S&P 500-Weekly Chart

In the weekly time frames, the price started to rise again after testing the support level. Like the US50 and US100 indexes, the US500 index also reacted negatively to fundamental news. After the price fails to break the 200MA and support level, the rises may gain momentum. In line with the ongoing competition with China, strong declines will be a matter of time. If the price continues to rise, the previous record level of 6080 will be the new target.

Hang Seng Index, Daily

Hang Seng Index-Weekly Chart

After the reciprocal tariffs, both the US and Asian stock markets continue to experience strong declines. Mutual responses to the taxes imposed by China and the US continue. The confrontation between the world's two largest economies directly affects other economies. In the daily time frames on Hang Seng Index, it is seen that the price continues to move in an upward trend. There is a high probability that the price will try to close the opened GAP. The RSI continues to move in the oversold period.

XBR/USD, Weekly

Spot Brent-Weekly Chart

Brent rebounded after three days of declines as a calmer tone returned to global markets as investors weighed U.S. President Donald Trump’s latest tariff moves and possible retaliatory measures. Brent prices fell 2% to near a four-year low on fears that the U.S. President Donald Trump’s latest round of trade tariffs could push global economies into recession and slash energy demand. But markets are seeing a potential cap on the downside. In the weekly time frames, the price is testing the 61.8% Fibonacci level. If this level is broken, the trend may change direction. The RSI is giving bearish signals within the price corridor.

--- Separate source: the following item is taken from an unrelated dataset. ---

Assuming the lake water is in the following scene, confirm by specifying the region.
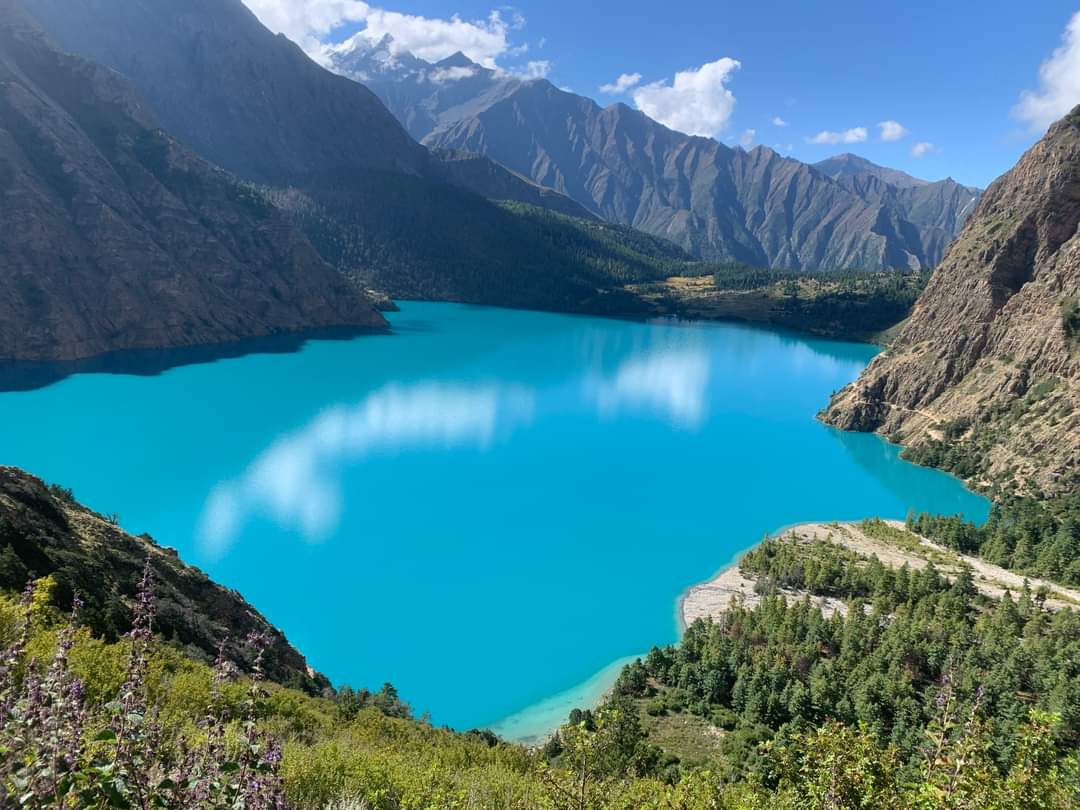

What Impact Will Tariffs Have on American Consumers?

Some of the additional costs resulting from tariffs are usually passed on to the end consumer. For this reason, there is concern that tariffs will further increase the cost of living in the US. It is estimated that the tariffs will cause inflation to increase and could cost an average of $3,800 per household in the US.

The Anderson Economic Group's analysis examines the impact of Trump's 25 percent tariff on automobile imports. Accordingly, the tariffs are expected to add an additional $2,500 to $5,000 to the lowest-cost American cars, and up to $20,000 to some imported models. It is estimated that the impact of the automobile tariffs on American consumers could cost $30 billion in the first full year. Annual inflation in the US is currently above the Fed's long-term target of 2 percent. Inflation in the country was last recorded as 0.2 percent monthly and 2.8 percent annually in February

Conclusion

President Trump's aggressive new tariffs — especially the reciprocal duties targeting China (34%) and the EU (20%) — have triggered immediate global and domestic market reactions.

U.S. indexes like the S&P 500 and Nasdaq 100 saw volatile swings, while Asian markets rallied thanks to state support. Oil and gold prices rebounded, and the dollar weakened. Tariffs are expected to raise consumer costs, with estimates of $3,800 per U.S. household, and $2,500–$20,000 extra on car prices. Overall, the tariffs are likely to increase inflation, strain U.S. households, and heighten market volatility, as global players brace for prolonged economic friction.